Quantos de nós já não esbarramos em nós mesmos, em nossas limitações e fraquezas no caminho da santidade! Nossas imperfeições não pareceram muitas vezes montanhas intransponíveis aos nossos olhos? Nossa inconsistência, impaciência, tibieza ou fragilidade em praticar o bem muitas vezes não parecem criar abismos entre nós e Jesus? Diante disso Teresa nos responde: “Aprouve a Jesus mostrar-me o único caminho que leva à fornalha divina. O caminho é do abandono da criança que, sem medo, adormece nos braços do Pai. É a CONFIANÇA e nada mais que nos deve levar ao amor”.
Continua então o passarinho de Deus a nos ensinar o caminho do Kenosis (do esvaziamento), da pobreza que alcança o Reino: “Aceite ser uma criança assim: levante sempre o seu pé para subir a escada da santidade. Nem mesmo conseguirá subir esse primeiro degrau. Mas Deus pede apenas a boa vontade. Vencida pelas suas tentativas infrutíferas Ele descerá, toma-la-á nos braços e introduzi-la-á para sempre no Reino de Deus” (PA 1403).
A Maria da Trindade, que gostava de ver sinais fortes (como muitos de nós) Ela responde: “E se o bom Deus a quiser agora fraca e incapaz como uma criança? Você acha que terá menos merecimento? Consinta, pois, em tropeçar a cada passo e suportar sua cruz na fraqueza. Ame sua incapacidade. Sua alma lucrará mais do que se, sustentada pela graça, realizasse com entusiasmo coisas heróicas, que encheriam seu coração de auto-suficiência e orgulho” (PO 2192).
“Obras e confiança?” Teresa oferece aqui um belo equilíbrio. Ame quanto puder, tente provar isso com atos, mas não o conseguindo, confie-se à Misericórdia infinita.
Com o auxílio do Senhor, doe-se a si mesmo até atingir a sua boa vontade e, não podendo, entregue-se inteiramente à sua Misericórdia, que pode complementar, ajudar e curar” (De Mãos Vazias, pág.126,127).
“Escalar? Deus quer ver você descer! Adquirir? Você deve, antes, perder (...) Você sempre pensa que já chegou... Você fica admirado ao cair. Não, você sempre deve esperar cair (LG, 26). “Você deve consentir em permanecer pobre e sem força, e aí exatamente está a dificuldade”. (Cr 197)
O pobre de espírito visto por Teresa não visa preocupar-se com resultados brilhantes. Ele não calcula ter êxito nos seus esforços. Ele não deseja ter belos pensamentos. Ele não quer entender e compreender tudo. Ele vive da fé e da esperança.
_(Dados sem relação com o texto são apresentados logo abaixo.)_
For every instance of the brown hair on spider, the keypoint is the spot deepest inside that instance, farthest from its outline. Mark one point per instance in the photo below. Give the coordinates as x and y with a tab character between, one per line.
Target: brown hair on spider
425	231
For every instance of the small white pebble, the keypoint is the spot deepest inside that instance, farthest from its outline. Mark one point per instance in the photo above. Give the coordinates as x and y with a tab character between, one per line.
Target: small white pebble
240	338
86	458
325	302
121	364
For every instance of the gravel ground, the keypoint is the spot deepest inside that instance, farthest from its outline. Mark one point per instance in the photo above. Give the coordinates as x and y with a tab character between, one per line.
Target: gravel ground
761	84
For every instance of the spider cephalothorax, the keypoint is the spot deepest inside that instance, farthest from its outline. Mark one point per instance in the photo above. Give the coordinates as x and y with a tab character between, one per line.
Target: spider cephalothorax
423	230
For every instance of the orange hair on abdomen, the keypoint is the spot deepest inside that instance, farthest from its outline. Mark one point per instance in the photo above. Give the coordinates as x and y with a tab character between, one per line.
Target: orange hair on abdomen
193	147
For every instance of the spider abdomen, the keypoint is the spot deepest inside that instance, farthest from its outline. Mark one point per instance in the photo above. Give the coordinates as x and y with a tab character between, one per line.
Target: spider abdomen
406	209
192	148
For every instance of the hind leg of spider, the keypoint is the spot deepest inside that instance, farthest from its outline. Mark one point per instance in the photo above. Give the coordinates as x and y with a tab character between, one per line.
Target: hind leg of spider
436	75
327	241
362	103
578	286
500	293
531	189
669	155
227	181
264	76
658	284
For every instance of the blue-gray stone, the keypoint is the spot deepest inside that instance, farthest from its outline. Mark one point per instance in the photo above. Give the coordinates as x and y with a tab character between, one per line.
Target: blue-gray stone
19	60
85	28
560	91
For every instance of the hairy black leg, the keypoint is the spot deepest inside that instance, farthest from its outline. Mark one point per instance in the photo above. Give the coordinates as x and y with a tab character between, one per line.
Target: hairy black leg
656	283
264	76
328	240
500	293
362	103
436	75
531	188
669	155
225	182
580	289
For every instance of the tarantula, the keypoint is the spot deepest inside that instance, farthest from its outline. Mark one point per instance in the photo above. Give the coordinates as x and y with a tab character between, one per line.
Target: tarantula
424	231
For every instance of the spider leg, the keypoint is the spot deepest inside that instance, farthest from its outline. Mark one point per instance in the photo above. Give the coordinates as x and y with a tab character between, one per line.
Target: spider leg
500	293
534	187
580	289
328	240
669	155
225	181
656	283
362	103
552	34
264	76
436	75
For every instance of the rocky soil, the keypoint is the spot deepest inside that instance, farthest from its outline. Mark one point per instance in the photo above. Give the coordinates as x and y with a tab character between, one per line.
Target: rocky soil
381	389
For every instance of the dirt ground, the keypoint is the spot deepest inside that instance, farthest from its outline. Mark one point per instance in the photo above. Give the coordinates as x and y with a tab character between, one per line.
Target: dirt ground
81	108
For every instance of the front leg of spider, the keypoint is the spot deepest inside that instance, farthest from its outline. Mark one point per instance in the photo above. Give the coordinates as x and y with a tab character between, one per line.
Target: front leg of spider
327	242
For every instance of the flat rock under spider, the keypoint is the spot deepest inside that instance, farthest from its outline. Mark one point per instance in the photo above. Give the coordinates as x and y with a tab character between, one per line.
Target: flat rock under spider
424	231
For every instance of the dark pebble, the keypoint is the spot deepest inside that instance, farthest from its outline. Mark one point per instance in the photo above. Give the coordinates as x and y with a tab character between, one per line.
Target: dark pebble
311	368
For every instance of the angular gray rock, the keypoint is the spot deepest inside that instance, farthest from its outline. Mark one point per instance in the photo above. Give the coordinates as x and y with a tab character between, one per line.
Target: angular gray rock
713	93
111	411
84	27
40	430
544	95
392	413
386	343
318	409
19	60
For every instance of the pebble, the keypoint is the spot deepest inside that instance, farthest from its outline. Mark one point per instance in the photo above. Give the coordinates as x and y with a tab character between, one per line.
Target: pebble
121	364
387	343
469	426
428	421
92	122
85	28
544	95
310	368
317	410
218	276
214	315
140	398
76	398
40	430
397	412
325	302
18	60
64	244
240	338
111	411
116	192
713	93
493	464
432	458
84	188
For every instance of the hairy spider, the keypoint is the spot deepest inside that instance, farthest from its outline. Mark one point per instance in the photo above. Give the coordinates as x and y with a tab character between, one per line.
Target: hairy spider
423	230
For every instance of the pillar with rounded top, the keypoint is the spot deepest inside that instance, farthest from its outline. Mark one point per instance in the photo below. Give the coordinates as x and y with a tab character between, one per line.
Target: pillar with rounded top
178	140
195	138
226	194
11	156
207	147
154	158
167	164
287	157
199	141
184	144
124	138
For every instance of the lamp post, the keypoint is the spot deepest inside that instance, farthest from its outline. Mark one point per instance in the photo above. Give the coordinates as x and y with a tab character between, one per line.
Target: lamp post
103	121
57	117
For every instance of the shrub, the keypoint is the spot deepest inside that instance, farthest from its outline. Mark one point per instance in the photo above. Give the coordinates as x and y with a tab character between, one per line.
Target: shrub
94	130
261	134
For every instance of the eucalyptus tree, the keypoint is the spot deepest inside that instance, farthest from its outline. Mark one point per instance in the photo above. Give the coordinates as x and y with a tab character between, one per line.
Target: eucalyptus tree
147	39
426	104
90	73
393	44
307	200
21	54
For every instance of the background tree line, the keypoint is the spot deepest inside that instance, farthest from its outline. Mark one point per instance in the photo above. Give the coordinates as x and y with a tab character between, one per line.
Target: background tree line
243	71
Seu amor é abrir mão de si mesmo. Ele não pergunta, preocupado, se fez muitos progressos. Vive da providência divina numa atitude de oferecimento de si. Está aberto a tudo o que Ele pede e dá, mesmo no sofrimento. “Seu abandono é um contínuo ato de confiança: um estado de contínua doação ao Amado (de alma hóstia) em que confia e espera na sua Misericórdia infinita”.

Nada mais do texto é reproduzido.